Por falar em elite, corre na internet uma campanha dos riquinhos desse imenso Brasil (Fortaleza, por exemplo) contra o beijo de Fernanda Montenegro em Babilônia, bem como o meio repleto de 'maldades' que circunda a personagem já nos primeiros capítulos da novela da Globo. Essa gente, que se alimentou através dos tempos do jornalismo tendencioso da emissora, que cresceu em sintonia com a principal empresa de um dos grupos de comunicação mais corruptos da história, agora se indigna contra o que considera "baixaria e um desserviço à família brasileira"  --  homossexualismo da personagem de nossa maior atriz, por exemplo.
 
E pensar que tal indignação parte das mesmas vozes que, sem nenhum prurido, mandam, em praça pública, a presidente "tomar no c...", seria engraçado não fosse ridículo. Gente que faz da palavra "democracia" um dos seus gritos de guerra, mas que na maior sem-cerimônia pede a volta dos militares ao poder.
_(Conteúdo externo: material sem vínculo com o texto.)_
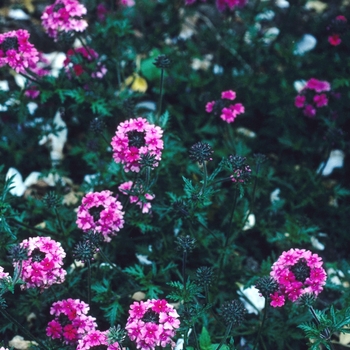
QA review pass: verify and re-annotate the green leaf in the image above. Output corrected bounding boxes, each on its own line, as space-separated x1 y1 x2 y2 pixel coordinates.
199 327 212 350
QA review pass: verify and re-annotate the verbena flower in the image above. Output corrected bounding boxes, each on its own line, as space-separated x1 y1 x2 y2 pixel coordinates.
0 266 9 280
216 0 248 11
13 237 67 289
294 78 331 118
76 330 121 350
64 47 107 79
111 117 164 172
76 190 124 242
205 90 245 123
41 0 88 41
118 181 155 214
125 299 180 350
46 298 97 345
270 249 327 307
0 29 39 73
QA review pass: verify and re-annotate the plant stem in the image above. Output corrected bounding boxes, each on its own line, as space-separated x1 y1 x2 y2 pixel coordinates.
216 323 232 350
157 68 164 120
0 309 49 349
253 298 269 350
87 260 91 305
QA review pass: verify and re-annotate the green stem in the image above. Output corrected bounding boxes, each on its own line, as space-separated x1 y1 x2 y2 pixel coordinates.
0 309 50 350
157 68 164 120
87 259 91 305
253 298 269 350
216 323 232 350
55 208 66 235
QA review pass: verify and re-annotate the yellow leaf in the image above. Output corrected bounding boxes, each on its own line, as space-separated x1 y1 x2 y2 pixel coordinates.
125 73 148 92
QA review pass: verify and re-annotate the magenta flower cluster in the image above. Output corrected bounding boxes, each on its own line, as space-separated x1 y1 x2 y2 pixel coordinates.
118 181 155 214
64 47 107 79
14 237 67 289
205 90 245 123
41 0 88 41
185 0 248 11
0 29 39 73
76 330 121 350
76 190 124 242
294 78 331 118
0 266 9 280
46 299 97 344
270 249 327 307
125 299 180 350
111 117 164 172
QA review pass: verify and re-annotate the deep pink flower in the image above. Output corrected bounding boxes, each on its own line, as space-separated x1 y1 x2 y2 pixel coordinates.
41 0 88 41
270 249 327 307
294 95 306 108
328 34 341 46
125 299 180 350
76 330 121 350
46 299 97 344
0 29 39 73
221 90 236 100
119 0 135 7
111 117 164 172
14 237 67 289
305 78 331 92
76 190 124 242
205 101 215 113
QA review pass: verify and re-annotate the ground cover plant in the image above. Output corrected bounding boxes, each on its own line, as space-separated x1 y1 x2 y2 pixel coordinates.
0 0 350 350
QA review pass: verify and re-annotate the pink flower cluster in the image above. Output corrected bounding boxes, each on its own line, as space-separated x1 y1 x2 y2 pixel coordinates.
41 0 88 40
76 330 121 350
185 0 248 11
0 29 39 73
111 117 164 172
216 0 248 11
118 181 155 214
205 90 245 123
328 15 348 46
0 266 9 280
125 299 180 350
270 249 327 307
46 299 97 344
14 237 67 289
76 190 124 242
64 47 107 79
294 78 331 118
Gente que, com raríssimas exceções, construiu sua riqueza espoliando a dignidade humana, agora posa de indignada contra os malfeitos da classe política, e, ato-contínuo, restaura suas energias com salgados e doces na mais elegante pâtisserie da cidade e vai embora sem pagar a conta, como divulgado Brasil afora pouco depois do evento do dia 15.
 
Para essa gente, ocorre-me sugerir a leitura do livro sexto das Confissões, não as de Santo Agostinho, que seria cruel, mas as de Jean-Jacques Rousseau, que, ao imaginar-se com uma doença mortal, quis saber o que poderia realizar de melhor no intervalo que lhe restava até à morte  --  e dedicou-se a ler a grande literatura, como a do democrata Voltaire. Talvez Victor Hugo, e seu maravilhoso O último dia de um condenado.
 
Para os que fingem não entender o que estou dizendo, lá está uma advertência contra a estupidez da arrogância e da prepotência: Les hommes sont tous condamnés à mort avec des sursis indefinis. Quem sabe a leitura do romântico francês, lembrando que somos todos mortais, ajude a lhes diminuir a distância entre o que apregoam em praça pública e o que praticam na sequência do seu apregoar.